Großbritannien will Menschenhandel schwerer bestrafen

Einem Bericht der britischen Regierung zufolge stieg die Zahl der Opfer von Menschenhandel im letzten Jahr um über 50 Prozent an und erreicht damit ein vorher noch nie da gewesenes Ausmaß. Unter den Geschleusten befanden sich auch 371 Kinder, die in den meisten Fällen als Arbeits- oder Sexsklaven ins Land geholt wurden. 95 davon stammten aus Vietnam, 67 aus Nigeria und 25 aus China. 20 britische Mädchen wurden als Sexsklavinnen ins Ausland verkauft.

In einem Fall, den der Bericht schildert, soll ein Somalimädchen nach Großbritannien verbracht worden sein, um ihr dort die Niere zu entnehmen und sie einem zahlungskräftigen Kranken einzupflanzen. Bharti Patel, die indischstämmige Chefin der Kinderschutzorganisation Ecpat UK, glaubt nicht, dass es sich dabei um einen Einzelfall handelt. Ihrer Ansicht nach lohnt sich das Risiko vor allem für organisierte Gruppen, die in diesem Geschäft eine gewisse Routine entwickeln und es dadurch lukrativer gestalten können. Dass zumindest Nieren von Erwachsenen in großem Maßstab illegal gehandelt werden, zeigen die Zahlen der Weltgesundheitsorganisation WHO: Danach kommt es jedes Jahr zu mindestens 7.000 solchen Geschäften. Albanische Kriminelle sollen ihren Opfern Organe sogar in großem Maßstab zwangsweise und ohne finanzielle Gegenleistung entnommen haben.

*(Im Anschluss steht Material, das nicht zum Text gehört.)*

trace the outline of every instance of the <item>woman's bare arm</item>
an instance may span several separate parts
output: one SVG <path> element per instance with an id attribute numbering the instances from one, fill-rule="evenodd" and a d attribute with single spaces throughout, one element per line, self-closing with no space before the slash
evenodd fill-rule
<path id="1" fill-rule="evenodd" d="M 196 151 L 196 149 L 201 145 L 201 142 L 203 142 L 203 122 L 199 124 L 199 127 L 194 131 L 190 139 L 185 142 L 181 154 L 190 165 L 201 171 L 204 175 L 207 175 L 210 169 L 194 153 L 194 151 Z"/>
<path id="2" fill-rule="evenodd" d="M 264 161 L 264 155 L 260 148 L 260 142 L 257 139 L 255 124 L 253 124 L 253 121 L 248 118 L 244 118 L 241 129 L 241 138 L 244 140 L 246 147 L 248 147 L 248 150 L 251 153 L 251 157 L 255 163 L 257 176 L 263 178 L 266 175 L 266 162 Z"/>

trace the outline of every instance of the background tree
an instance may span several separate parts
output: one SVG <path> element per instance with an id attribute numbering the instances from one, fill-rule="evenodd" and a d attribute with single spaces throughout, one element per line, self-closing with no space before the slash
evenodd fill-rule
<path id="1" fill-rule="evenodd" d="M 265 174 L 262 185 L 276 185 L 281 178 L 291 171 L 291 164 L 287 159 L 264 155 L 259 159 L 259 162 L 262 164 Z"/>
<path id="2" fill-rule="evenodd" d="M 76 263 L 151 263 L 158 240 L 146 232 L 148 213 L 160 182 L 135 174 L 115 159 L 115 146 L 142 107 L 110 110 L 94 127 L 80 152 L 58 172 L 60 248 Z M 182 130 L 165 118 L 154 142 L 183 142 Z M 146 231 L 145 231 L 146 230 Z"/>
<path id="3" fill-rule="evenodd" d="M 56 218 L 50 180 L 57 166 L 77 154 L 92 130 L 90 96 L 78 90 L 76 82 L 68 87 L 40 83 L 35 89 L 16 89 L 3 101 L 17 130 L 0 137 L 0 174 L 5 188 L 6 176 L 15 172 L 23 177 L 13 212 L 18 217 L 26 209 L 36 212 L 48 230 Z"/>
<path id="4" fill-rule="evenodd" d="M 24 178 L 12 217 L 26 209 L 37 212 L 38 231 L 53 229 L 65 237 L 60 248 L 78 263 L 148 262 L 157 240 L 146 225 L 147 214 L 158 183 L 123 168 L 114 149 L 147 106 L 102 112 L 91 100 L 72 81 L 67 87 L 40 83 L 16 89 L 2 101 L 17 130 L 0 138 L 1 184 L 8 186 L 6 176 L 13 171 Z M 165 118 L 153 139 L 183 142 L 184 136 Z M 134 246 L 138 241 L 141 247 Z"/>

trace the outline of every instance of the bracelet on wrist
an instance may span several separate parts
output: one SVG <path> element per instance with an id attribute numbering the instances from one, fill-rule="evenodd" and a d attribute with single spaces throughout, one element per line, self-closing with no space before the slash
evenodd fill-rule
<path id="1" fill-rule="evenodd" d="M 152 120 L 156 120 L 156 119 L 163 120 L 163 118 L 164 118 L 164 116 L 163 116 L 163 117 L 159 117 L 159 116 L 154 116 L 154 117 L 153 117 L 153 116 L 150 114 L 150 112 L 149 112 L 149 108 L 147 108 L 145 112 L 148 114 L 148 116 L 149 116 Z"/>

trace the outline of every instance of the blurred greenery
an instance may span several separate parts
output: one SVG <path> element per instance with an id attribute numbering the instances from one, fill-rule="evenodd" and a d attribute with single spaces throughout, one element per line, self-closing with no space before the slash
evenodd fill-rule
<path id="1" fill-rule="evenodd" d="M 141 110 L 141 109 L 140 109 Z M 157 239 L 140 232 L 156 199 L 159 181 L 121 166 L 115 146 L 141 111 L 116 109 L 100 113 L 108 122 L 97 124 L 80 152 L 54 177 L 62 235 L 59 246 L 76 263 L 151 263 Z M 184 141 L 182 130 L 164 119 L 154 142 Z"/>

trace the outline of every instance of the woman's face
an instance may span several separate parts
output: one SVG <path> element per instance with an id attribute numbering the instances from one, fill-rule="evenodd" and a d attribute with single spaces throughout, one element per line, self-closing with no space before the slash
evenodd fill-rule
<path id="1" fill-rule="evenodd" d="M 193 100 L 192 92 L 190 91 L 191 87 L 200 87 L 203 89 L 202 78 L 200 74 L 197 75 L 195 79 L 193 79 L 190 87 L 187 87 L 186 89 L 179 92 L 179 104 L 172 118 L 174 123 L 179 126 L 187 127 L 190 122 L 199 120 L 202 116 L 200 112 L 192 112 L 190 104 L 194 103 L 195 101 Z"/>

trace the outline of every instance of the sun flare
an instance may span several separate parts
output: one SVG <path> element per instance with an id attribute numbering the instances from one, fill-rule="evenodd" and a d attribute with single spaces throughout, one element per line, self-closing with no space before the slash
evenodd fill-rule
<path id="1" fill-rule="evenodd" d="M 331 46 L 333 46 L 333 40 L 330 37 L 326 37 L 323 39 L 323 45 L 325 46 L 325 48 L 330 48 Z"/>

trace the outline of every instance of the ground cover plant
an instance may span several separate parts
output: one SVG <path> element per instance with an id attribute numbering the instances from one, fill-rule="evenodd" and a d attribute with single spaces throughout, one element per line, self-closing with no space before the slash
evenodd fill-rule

Angesichts der in dem Papier geschilderten Vorfälle und Trends plant die britische Regierung, Menschenhandelsdelikte in Zukunft deutlich schwerer zu bestrafen. Ein dafür angefertigter Prüfbericht schlägt unter anderem vor, dass sich die Höchststrafe von derzeit 14 Jahren auf lebenslang erhöht, wenn Täter bereits wegen schwerer Sexual- oder Gewaltdelikte verurteilt wurden. Außerdem sollen die Paragrafen, mit denen Menschenhändler angeklagt werden, in einem einzigen Gesetz zusammengefasst werden.